Lyne menoleh ke arah sumber suara, dia melepaskan sepatunya. Berjalan naik ke lantai atas. "Mau melihat lantai atas juga?" tawarnya pada Isam, mengingat ini adalah kali pertama pemuda itu datang kemari.
Isam diam di tempatnya, duduk dengan rapi, dia adalah tamu meskipun ini rumah kekasihnya sendiri.
Bahkan satu ruangan saja sudah sama luasnya dengan satu rumah milik Isam di pinggiran kota.
"Naiklah. Kamarku juga ada di atas!" tuturnya, mengajak Isam untuk berdiri dari tempatnya.
Isam awalnya hanya diam, seperti orang kikuk. Sebelum akhirnya dia memantapkan dirinya untuk mengikuti Lyne naik ke lantai atas.
Dipimpin gadis itu, dia menunjukkan jalan, meksipun kenyataanya hanya ada satu tangga besar akses naik turun dari satu lantai ke lantai yang lain.
"Ngomong-ngomong, mama kamu kerja?" tanya Isam, memecah hening. Tak suka derap langkah kaki yang menggema tanpa suara.
Lyne manggut-manggut. "Pulang nanti malam atau paling cepat sebelum magrib," katanya pada Isam, menjawab seadanya. Dia bosan kalau ditanya pasal mamanya.

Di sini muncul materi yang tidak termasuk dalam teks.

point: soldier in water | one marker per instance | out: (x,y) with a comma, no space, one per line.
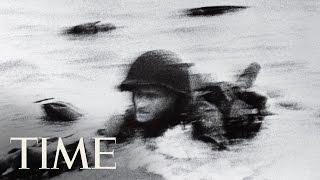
(162,98)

Isam menoleh ke kanan dan ke kiri. "Jadi kamu hanya tinggal sama mama kamu?"
"Setelah mama dan papa bercerai?" Dia manggut-manggut. "Benar. Ikut mama aku kira jauh lebih menyenangkan, tetapi lama kelamaan aku mulai bosan," jawabnya sembari tertawa kecil.
Isam menoleh pada satu titik, ada foto besar di sana. Foto keluarga, letaknya sedikit tersembunyi, tertutup oleh dinding besar di kanan dan kirinya.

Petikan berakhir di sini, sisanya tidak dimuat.